News reports today indicate that some Air Canada pilots, whose right to engage in a work stoppage has been suspended by the government, have called in sick, causing the airline to cancel flights. Some of the pilots are claiming stress and fatigue. If workers are banned from striking, can they call in sick? If small percentage of workers call in sick, are they engaged in a ‘strike’?
Read how the Canada Labour Code defines a ‘strike’:
“strike” includes a cessation of work or a refusal to work or to continue to work by employees, in combination, in concert or in accordance with a common understanding, and a slowdown of work or other concerted activity on the part of employees in relation to their work that is designed to restrict or limit output;
What do you think?

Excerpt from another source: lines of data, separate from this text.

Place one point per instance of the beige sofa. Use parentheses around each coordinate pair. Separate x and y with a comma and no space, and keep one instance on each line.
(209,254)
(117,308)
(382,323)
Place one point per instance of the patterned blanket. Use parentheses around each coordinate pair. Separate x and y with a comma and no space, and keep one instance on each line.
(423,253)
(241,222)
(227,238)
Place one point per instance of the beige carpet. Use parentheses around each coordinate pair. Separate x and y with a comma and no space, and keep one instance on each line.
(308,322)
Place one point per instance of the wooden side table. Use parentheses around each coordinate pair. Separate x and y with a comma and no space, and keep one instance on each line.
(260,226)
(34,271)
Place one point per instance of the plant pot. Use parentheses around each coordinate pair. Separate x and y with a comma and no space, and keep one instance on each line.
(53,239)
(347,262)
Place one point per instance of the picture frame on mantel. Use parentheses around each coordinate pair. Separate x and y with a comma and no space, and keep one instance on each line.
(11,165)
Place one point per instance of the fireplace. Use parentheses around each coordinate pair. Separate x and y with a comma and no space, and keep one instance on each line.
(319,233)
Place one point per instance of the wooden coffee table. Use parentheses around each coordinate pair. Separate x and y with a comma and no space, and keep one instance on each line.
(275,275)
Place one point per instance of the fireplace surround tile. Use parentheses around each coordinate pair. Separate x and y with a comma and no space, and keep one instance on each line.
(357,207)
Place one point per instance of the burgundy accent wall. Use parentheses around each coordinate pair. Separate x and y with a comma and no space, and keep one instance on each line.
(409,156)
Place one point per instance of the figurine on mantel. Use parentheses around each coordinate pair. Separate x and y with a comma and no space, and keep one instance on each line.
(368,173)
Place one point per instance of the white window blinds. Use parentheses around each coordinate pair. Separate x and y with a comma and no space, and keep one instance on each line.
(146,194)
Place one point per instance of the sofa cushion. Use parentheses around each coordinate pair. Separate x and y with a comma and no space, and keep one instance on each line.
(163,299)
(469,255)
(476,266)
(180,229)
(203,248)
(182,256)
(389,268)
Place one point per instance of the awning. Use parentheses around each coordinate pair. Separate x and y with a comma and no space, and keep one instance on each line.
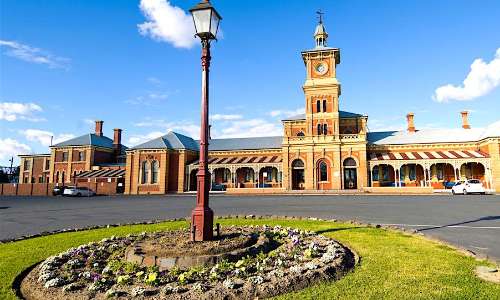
(235,160)
(456,154)
(102,174)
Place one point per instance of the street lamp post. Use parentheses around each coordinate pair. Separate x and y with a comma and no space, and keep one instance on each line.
(206,22)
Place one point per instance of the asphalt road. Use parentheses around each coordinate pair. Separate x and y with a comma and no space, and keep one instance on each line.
(471,222)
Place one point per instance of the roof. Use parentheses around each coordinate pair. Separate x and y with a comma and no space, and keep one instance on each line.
(88,139)
(243,160)
(456,154)
(342,114)
(252,143)
(171,140)
(34,155)
(430,136)
(102,174)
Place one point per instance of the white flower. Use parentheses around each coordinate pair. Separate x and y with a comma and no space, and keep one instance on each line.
(54,282)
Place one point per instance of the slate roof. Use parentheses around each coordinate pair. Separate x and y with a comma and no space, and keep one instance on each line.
(171,140)
(252,143)
(430,136)
(342,114)
(90,139)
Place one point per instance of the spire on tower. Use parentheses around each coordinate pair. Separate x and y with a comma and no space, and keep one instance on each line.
(320,34)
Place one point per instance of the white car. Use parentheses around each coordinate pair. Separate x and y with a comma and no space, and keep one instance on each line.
(78,191)
(468,186)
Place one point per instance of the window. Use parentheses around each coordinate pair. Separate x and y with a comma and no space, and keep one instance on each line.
(413,172)
(145,172)
(154,174)
(323,171)
(349,162)
(375,173)
(249,175)
(27,164)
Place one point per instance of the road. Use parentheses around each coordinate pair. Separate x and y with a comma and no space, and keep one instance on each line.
(471,222)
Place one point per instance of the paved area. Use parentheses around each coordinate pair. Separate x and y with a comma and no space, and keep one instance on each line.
(472,222)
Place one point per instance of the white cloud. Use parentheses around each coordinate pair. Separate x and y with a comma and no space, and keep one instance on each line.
(44,137)
(223,117)
(249,128)
(34,55)
(482,79)
(11,111)
(167,23)
(10,147)
(287,113)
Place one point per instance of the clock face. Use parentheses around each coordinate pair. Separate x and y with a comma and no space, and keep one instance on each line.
(321,68)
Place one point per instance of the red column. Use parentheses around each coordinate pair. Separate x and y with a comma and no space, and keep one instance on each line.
(202,216)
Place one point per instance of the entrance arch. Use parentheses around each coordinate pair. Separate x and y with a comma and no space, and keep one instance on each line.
(350,174)
(298,178)
(193,180)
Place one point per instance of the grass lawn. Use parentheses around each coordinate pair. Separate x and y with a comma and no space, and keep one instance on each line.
(393,265)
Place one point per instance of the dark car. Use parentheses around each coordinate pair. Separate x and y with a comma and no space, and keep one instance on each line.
(58,190)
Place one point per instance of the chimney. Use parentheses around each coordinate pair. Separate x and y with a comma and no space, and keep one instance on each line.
(411,123)
(98,128)
(117,142)
(465,119)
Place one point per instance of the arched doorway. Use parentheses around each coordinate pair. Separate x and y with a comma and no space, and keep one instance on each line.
(350,174)
(298,179)
(193,180)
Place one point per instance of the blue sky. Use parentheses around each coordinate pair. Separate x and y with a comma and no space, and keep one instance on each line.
(65,63)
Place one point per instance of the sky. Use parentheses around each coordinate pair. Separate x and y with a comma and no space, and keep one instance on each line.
(136,65)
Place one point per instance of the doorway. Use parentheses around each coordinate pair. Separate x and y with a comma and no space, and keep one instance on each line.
(298,178)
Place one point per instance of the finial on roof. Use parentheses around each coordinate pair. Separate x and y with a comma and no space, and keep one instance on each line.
(320,34)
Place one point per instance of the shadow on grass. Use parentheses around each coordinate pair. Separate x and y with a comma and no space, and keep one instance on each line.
(337,229)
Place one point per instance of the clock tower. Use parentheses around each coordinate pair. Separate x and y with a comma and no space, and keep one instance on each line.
(321,88)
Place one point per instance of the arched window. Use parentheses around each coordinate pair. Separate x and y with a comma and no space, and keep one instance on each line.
(375,173)
(297,164)
(154,171)
(145,172)
(349,162)
(323,171)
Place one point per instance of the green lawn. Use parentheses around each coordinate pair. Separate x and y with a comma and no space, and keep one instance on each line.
(393,265)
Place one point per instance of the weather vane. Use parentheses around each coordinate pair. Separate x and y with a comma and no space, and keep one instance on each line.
(320,15)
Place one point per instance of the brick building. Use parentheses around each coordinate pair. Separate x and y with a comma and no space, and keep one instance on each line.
(323,149)
(68,159)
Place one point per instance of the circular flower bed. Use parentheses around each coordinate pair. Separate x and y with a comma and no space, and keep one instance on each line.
(99,270)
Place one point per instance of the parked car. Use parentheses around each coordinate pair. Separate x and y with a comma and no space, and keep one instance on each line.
(468,186)
(58,190)
(78,191)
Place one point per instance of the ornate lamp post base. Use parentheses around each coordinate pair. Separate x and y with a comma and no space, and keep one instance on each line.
(202,224)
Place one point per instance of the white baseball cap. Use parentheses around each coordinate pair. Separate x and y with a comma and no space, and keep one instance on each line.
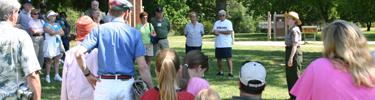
(253,71)
(51,13)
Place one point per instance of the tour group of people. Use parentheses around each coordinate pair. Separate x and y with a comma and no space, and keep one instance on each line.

Are the pilots who called in sick on “strike”? We don’t know, right? Why do I say that? What does the answer depend upon?
Whether or not this is a strike, it is none of the Minister’s business. What constitutes a strike is a question clearly dealt with by the Canada Labour Code, and not a particularly complex question at that. The Code provides employers that believe their employees are engaged in an unlawful strike with a remedy. In other words, this is standard labour law question that comes up fairly regularly. Yet I wonder whether this Minister, this government, would be able to resist sticking its nose into the issue if pilots continued to experience symptoms. I wonder, for example, whether the Minister might attempt to influence the Labour Board by making comments about whether she thinks it is a strike, or about what she thinks the labour board should decide, were the employer to bring an illegal strike application.
Do you think that it would be inappropriate for a Mininster to suggest to an administrative tribunal how it shoudl decide a legal dispute within it’s jurisdiction?
How would you respond if you were Air Canada? One option is to see this as a sign of great tension and conflict, no doubt aggravated by the government’s intervention, including its non-neutral arbitration process in the back to work legislation. If you were the Director of Labour Relations for Air Canada, would you offer the union the opportunity to refer the issues to a fair and neutral private interest arbitration system, rather than the government’s distorted version, with an arbitrator agreed to by the parties and that does not include a list of mandatory criteria limiting the arbitrator’s discretion? Do you think would be perceived as an olive branch to the workers?